Recently, I've been craving muffins. I get the status updates on Facebook from the Ula Cafe in JP, and as a result, sometimes even have dreams about baked goods. Their muffin this morning was pear pecan, and I loved it so much that I made it my project for the evening : ) I also really wanted "the dome" and finally figured it out! It's all about the brown sugar on top...

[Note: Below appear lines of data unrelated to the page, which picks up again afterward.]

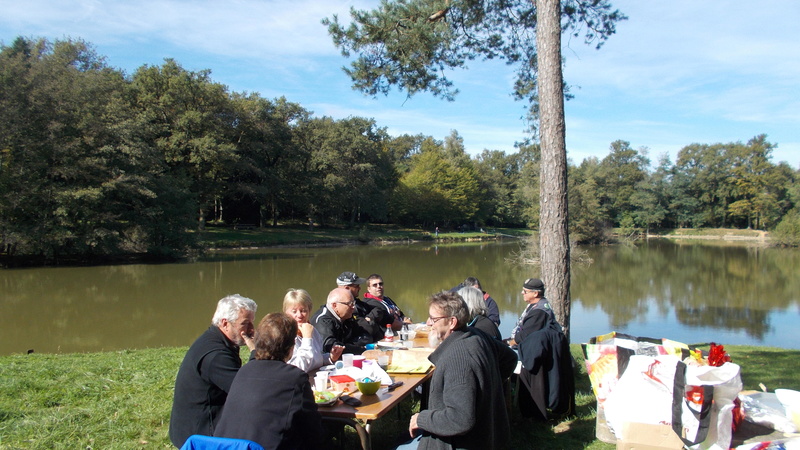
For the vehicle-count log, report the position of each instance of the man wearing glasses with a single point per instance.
(370, 314)
(209, 367)
(375, 292)
(466, 405)
(335, 323)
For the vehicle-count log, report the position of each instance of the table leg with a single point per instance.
(362, 430)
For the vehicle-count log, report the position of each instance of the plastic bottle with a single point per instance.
(388, 336)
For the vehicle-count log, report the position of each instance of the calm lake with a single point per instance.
(690, 292)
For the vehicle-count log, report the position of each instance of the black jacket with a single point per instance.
(339, 332)
(202, 385)
(271, 403)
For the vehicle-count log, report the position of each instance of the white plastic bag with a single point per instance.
(703, 422)
(643, 393)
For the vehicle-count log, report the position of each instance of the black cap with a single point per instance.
(348, 278)
(533, 284)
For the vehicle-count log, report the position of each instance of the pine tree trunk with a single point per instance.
(553, 221)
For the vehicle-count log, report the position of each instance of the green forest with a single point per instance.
(94, 161)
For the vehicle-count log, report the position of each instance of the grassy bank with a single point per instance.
(122, 400)
(227, 237)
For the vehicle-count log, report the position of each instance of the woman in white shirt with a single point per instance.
(307, 354)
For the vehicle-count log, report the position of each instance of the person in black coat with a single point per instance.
(371, 315)
(335, 323)
(478, 312)
(208, 369)
(547, 378)
(270, 401)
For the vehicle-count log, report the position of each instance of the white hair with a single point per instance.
(473, 297)
(229, 308)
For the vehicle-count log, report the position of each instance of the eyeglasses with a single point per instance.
(436, 319)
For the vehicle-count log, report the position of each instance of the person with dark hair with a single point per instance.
(491, 305)
(208, 369)
(466, 405)
(375, 291)
(270, 401)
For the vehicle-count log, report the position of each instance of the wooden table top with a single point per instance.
(375, 406)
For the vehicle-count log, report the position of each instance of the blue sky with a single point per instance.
(676, 73)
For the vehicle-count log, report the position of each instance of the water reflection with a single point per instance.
(693, 293)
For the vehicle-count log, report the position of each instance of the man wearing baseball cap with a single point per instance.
(372, 317)
(547, 382)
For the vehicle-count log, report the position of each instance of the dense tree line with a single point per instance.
(96, 162)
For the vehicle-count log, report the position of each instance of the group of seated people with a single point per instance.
(269, 399)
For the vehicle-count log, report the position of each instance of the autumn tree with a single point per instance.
(411, 44)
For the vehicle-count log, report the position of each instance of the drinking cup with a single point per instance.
(383, 361)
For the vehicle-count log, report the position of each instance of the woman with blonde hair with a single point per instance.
(478, 312)
(308, 342)
(271, 402)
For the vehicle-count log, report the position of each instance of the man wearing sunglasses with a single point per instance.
(466, 405)
(335, 323)
(370, 313)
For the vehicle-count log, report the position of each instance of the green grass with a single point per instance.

Note on 7/19/10: Since making this muffin, it's gone from pear-pecan to blueberry-almond to ginger peach. It works with anything you've got!
Ingredients:
1 cup miller's wheat bran
2/3 cup whole wheat flour
2/3 cup all purpose flour
1 1/4 teaspoon baking soda
1/8 teaspoon salt
1 cup buttermilk
2/3 cup honey (or less, to taste)
1/2 cup canola oil (a smidge less will also do)
1 egg
1 teaspoon vanilla
1 and 1/2 ripe pears
20 pecans, chopped
2 tablespoons raw brown sugar, for the tops
Mix dry ingredients in a mixing bowl. In a separate bowl, mix the wet ingredients together, and gently wisk until mixture is light and fluffy. Pour the wet ingredients into the dry -- you might think the ratio is off, but muffins usually have a higher liquid content than other baked goods; just be careful not to stir too much. In fact, before you stir, spoon in your diced pears and chopped pecans, and then give the mixture about 15 swirls. It's ready to be baked! Spoon the mixture in a muffin tin of your choice -- I used a crown muffin tin (because I really wanted the top!) but imagine that the top would rise with a standard pan as well. I filled my crown tin pretty much to the top, and the muffins rose almost 3/4" out of the pan, if that is any indication. Sprinkle the tops of the muffins with about 1 teaspoon each of raw brown sugar.
Bake at 375 for a good twenty minutes, or until tops are golden. Makes exactly six large muffins.